2 It is important that the Constitution, the founding document of the nation, recognises Australia's full history, not just the period from British settlement.
3 We need to remove discrimination from our Constitution; it should prevent rather than permit racial discrimination so that all Australians are treated equally.
4 Recognition in the Constitution would protect against the future loss of Australia's unique Indigenous cultures which are a vital part of our national identity. Recognition will help improve Indigenous health and wellbeing.
5 A successful referendum to recognise Aboriginal and Torres Strait Islander peoples in the Constitution would be an uplifting achievement that unites Australians.
The 'No' case is set out thus:
1 There are more important issues to address. Rather than changing the Constitution, Australia's politicians should focus on ending Indigenous disadvantage by way of health and education reforms.
2 Changing the Constitution is expensive; there are better things to spend tens of millions of dollars on.
3 The Constitution has worked well enough for more than a century; it should not be changed or tinkered with unless there is a compelling reason. If it ain't broke, don't fix it.
4 The High Court would be left to make sense of what the changes mean, and judges could bring about unintended consequences.
5 There is no agreement about how the Constitution should be changed.

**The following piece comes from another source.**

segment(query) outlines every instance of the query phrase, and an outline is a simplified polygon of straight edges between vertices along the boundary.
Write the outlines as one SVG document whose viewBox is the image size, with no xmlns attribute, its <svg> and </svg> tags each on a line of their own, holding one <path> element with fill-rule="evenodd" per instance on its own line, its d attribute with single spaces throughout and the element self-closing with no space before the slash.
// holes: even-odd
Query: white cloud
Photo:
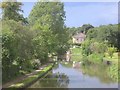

Even Aboriginal and Torres Strait Islander peoples have different views. Until there is unanimity, no referendum should be held.
These are the broad grounds of the debate as it is being conducted today, but there are more details to understand. One of those other matters to understand about our Constitution is that, when it was drafted in the nineteenth century, it specifically excluded Aboriginal people on the grounds of race, and it is this exclusion that lies at the heart of the state-authorised discrimination that continues to this day. Moreover, the Constitution authorised racial discrimination. Ironically, as George Williams points out, 'the change actually laid the seeds for the Commonwealth to pass laws that impose a disadvantage on' Indigenous peoples.
A further matter that is worth mentioning about our Constitution is that it sits in a glass cabinet in Westminster, because it was created by an Act of the British Parliament at Westminster in London. Its preamble is a nineteenth-century concoction of imperial forelock-tugging.
In a more innocent time, Australians understood the proposition about the rights of Aboriginal people, although perhaps in a less sophisticated way. Australians voted overwhelmingly in favour of removing discrimination against Aboriginal people in the referendum of 27 May 1967. They were clear in their intent of removing racial discrimination. That referendum comprised three questions, two of which concerned the specific references made to Aboriginal people in the Constitution.
The first question, referred to as the 'nexus question', was in relation to section 24 of the Constitution, which required that the number of members in the House of Representatives be as near as possible to twice the numbers of members in the Senate. This section has the purpose of preventing the Senate's power overwhelming the lower house in the case of a joint sitting following a double dissolution election. The question was:
Do you approve the proposed law for the alteration of the Constitution entitled 'An Act to alter the Constitution so that the number of members of the House of Representatives may be increased without necessarily increasing the number of Senators'?